Poland sees decline in offshore market share

12 March 2020

The Polish Ministry of Finance has revealed that the market share for so-called ‘grey’ operators fell to 18.5% in 2019, below the average across the European Union (EU).

Based on data from industry analysts H2 Gambling Capital, the current EU average for grey operators stood at 26.5% in 2019. H2 based these findings on the average net revenue of such operators across EU countries.

Poland classifies grey operators as those that are located outside of a country but offer online gambling to players inside the regulated jurisdiction, without regulatory approval.

The 2019 figure for Poland is down from 29.1% in 2018, 39.4% in 2017 – when the country’s Gambling Act was amended – and a significant decline on 2016's grey market share of 79.4%.

Grey market share also fell year-on-year during the same period in the EU, with the average dropping from 40.5% in 2016 to 33.5% in 2017 and then 31.0% in 2018.

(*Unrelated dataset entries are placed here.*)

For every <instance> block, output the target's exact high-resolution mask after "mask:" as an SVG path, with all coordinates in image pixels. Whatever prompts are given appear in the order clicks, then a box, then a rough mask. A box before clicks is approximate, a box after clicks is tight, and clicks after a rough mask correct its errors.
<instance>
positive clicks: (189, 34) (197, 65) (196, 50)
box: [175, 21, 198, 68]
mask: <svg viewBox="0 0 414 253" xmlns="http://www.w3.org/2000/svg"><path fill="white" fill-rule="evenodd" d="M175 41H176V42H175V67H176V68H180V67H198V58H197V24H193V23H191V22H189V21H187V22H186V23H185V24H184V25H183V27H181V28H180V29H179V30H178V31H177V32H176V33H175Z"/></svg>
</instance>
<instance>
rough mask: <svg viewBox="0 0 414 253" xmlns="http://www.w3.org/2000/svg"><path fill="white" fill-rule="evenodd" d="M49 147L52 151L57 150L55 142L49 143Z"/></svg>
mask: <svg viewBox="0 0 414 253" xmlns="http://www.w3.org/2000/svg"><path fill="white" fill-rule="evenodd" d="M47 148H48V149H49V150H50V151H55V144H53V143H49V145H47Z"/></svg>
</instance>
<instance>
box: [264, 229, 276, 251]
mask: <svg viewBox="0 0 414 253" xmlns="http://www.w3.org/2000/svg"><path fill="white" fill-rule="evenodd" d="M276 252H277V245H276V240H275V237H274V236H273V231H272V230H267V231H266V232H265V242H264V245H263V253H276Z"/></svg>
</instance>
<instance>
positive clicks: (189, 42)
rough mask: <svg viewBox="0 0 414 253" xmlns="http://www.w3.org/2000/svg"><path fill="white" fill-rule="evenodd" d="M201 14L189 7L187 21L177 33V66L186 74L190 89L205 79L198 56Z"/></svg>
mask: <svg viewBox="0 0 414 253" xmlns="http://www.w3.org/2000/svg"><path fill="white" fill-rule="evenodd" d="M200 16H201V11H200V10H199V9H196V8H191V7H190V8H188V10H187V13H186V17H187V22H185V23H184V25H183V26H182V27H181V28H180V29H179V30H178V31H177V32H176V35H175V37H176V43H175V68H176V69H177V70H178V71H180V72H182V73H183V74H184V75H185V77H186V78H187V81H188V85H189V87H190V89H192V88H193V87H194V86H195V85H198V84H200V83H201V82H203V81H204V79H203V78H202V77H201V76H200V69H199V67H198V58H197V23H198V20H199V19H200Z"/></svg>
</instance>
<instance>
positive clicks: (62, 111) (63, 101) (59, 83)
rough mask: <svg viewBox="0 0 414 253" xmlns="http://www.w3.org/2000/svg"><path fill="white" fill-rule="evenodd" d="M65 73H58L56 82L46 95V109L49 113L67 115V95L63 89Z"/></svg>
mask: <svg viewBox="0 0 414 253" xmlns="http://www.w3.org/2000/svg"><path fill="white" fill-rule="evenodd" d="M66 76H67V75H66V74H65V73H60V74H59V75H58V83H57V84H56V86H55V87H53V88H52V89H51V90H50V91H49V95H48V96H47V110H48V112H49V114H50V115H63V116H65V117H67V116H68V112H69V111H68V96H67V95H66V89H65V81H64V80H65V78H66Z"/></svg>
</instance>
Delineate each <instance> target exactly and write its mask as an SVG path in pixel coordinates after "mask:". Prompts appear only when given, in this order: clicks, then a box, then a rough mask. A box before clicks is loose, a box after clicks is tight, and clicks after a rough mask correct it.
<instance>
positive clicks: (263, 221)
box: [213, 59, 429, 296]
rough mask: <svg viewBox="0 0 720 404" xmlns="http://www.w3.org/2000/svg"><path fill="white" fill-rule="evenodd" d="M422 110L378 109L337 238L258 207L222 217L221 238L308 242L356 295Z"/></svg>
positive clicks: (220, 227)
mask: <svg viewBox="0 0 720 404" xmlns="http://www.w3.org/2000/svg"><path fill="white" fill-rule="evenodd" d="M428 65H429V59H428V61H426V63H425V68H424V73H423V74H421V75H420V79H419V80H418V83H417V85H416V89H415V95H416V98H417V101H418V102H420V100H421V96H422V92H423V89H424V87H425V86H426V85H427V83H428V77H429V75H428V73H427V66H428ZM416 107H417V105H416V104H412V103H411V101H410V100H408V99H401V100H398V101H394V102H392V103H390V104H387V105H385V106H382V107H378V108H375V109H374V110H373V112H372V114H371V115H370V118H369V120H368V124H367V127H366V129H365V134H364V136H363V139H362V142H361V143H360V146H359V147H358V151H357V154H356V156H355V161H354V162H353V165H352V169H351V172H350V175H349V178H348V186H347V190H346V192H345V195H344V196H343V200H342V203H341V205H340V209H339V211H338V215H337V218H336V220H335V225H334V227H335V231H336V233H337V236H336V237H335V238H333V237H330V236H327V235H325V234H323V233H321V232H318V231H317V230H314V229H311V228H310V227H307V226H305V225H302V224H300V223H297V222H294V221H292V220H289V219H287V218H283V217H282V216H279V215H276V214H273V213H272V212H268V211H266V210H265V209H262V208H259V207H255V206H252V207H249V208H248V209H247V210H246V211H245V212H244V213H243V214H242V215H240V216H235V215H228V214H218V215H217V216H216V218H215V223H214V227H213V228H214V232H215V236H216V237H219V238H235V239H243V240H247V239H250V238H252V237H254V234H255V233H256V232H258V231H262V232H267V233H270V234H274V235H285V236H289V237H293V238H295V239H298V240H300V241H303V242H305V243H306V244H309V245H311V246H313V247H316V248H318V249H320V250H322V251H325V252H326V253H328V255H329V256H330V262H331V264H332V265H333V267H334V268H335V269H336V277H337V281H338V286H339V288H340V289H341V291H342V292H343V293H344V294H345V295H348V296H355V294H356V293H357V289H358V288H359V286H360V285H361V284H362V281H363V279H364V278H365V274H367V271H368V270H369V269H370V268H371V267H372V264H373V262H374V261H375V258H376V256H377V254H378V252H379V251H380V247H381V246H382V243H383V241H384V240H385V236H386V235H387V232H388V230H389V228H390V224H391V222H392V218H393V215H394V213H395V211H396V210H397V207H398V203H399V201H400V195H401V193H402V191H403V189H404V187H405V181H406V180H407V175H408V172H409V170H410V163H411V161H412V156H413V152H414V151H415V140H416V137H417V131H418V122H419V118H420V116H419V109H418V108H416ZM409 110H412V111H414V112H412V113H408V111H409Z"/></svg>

However, H2 said the EU results do not include the unregulated Luxembourg market, nor the UK, Ireland or Malta, as they all allow operators to offer igaming without a local licence.

In terms of specific market areas in Poland, grey operators accounted for 8.8% of the country’s online sports betting market in 2019, compared to the EU average of 25.2%.

Meanwhile, grey operators were responsible for 55.3% of revenue in the Polish online casino market, down from 98.2% in 2018 and 100.0% in both 2017 and 2016. The EU average for 2019 stood at 45.2% for the casino sector last year.

Analysing the H2 report, the Ministry of Finance said the findings are evidence that the legal framework in Poland is working. Current measures in place include the abiltiy to request that internet service providers block access to the offshore operators.

The new report comes after a figures released by legal association Graj Legalnie in January showed that regulated bookmakers in Poland generated combined turnover of PLN6.7bn (£1.36bn/€1.54bn/$1.71bn) in 2019, a 28.8% year-on-year increase but less than the unlicensed market.

Graj Legalnie suggested increased activity from unlicensed operators has meant that they grey market now makes up almost 60% of the overall Polish gaming market.

This came after a Polish Supreme Audit Office last September found that while the regulated gambling industry had grown rapidly following amendments to the country’s Gambling Act in 2017, it is still dwarfed by the illegal market.